R – Então, quando eu saí do lado dos meus pais, para morar com o meu esposo, foi bastante difícil! Foi difícil demais me afastar dos meus pais desde criança. E lá junto com meus tios e minhas tias, que moravam lá onde eu estava morando, lá onde eu moro agora, na aldeia Apyterewa era bastante gente e depois que a Norte Energia chegou, então o povo Parakanã se dividiu e a maioria saiu da aldeia para fazer outras aldeias. Então a Norte Energia trouxe um impacto muito grande entre os Parakanãs, né. Então foi mudando, não era mais o costume como era antes, o povo Parakanã se dividiu, e eram tão unidos e fortes e quando chegou esse Norte Energia, que fez esse Belo Monte, então esse impacto que eles trouxeram dividiu, várias famílias saíram para fazer outras aldeias para ganhar as coisas do Norte Energia. Então esse impacto trouxe a fraqueza para nós, o povo Parakanã. E também essa Norte Energia de Belo Monte, que eles construíram, e eles prometeram tantas coisas que eles não fizeram, não cumpriram as promessas deles. E uma coisa que eles foram falar para a gente lá na aldeia Apyterewa na nossa TI, dizendo que antes deles fazerem a Belo Monte, eles iam tirar todos os fazendeiros, garimpeiros de dentro da nossa TI, uma coisa que eles não fizeram, só fizeram a promessa e eles não fizeram. E para muitas aldeias novas, eles prometeram tantas coisas também, muitas coisas que não estão acontecendo. O que a gente está cobrando muitas vezes deles, até hoje a gente está lutando, é que aconteça essa difusão, umas das condições que eles prometeram, mas que infelizmente só falaram e não cumpriram.

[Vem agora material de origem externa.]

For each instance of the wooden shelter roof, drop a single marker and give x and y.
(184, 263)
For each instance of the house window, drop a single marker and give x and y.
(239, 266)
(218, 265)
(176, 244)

P/1 – Quanto tempo já está esse problema, tanto com a questão aí da hidrelétrica, da Eletronorte, né? E outra coisa também que eu gostaria de te perguntar a respeito do atendimento por parte do governo, né. Como que tem sido o tratamento… nós tivemos, agora nós entramos em um outro governo, né? Mas como foi no governo anterior esse tratamento com vocês, com relação a esse problema territorial que vocês estão?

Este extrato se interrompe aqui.